Torabi: I think you’re on to something there. I definitely think that words like retirement and all that goes with that like Social Security and pension, I think that that certainly served my parents’ generation and even my generation, I would say, to an extent. But I do think that the rising generation and talking more like the younger millennials and Gen Z, they have a different financial love language. They’re not super excited about retirement because, yes, it is abstract – and they are in touch with reality. They know that maybe you’re not going to retire at 65 because you graduated in a recession, or you have student loan debt and that’s going to keep you behind for some time, and that goalpost of retiring at 65 is not necessarily what’s in your cards. But that doesn’t mean that they don’t want to save or should save or invest for their future.
Torabi: So, I do think that the better message, what really resonates with them and me, frankly, is this idea of affording yourself options in the future. Who doesn’t want options and who doesn’t want to have money in the future to afford those options? And I think that there is some merit to refocusing the message and maybe using the words that really hit this demographic where it means something. I see on social media a lot of times the terms like affording your freedom, financial freedom. For women, sometimes, too, I know what really resonates with them is this concept of having financial agency and power and anything that – money for them is a tool to ultimately break through barriers. And while there may be some systems and laws that don’t work in your favor as a woman, as a person of color, money, while it doesn’t solve all the problems and doesn’t get rid of all the isms in the world, it certainly can be a tool for your advancement, your protection, your power, your ability to get out of bad situations. And these are the words, these are the terms that I think really feel more realistic to the current generation.

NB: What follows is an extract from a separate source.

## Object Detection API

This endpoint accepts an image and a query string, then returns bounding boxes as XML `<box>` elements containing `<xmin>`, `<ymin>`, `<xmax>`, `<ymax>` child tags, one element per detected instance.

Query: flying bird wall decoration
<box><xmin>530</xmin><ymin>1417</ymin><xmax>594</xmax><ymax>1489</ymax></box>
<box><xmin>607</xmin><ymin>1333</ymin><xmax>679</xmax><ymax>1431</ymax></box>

I mean, if you’re a marketer, like a financial company, I think these are the – you need to be paying attention to that because that’s how I see a lot of the, we call them, fin-fluencers, the financial influencers, online are connecting to their audience. They’re talking about quitting their jobs and retiring on their own terms and this idea of FIRE, right, financial independence, retire early, which has many meanings to many people, I’ve learned. It’s not just like you have to have all of the money saved by 40 and then you’re sitting on a beach. No. It could just mean that – it could even mean that you’re working for an employer, but you have so much money of your own that you could quit if you wanted to, you could take two years off if you wanted to. You have suddenly this financial license to do what you want to do that you helped to afford for yourself, that is, there’s a lot of power to that. And I think that you’re right, that message is resonating, and I think it would benefit anyone who wants to help advance this generation to a place of more financial dependence and wealth – those are the words to use.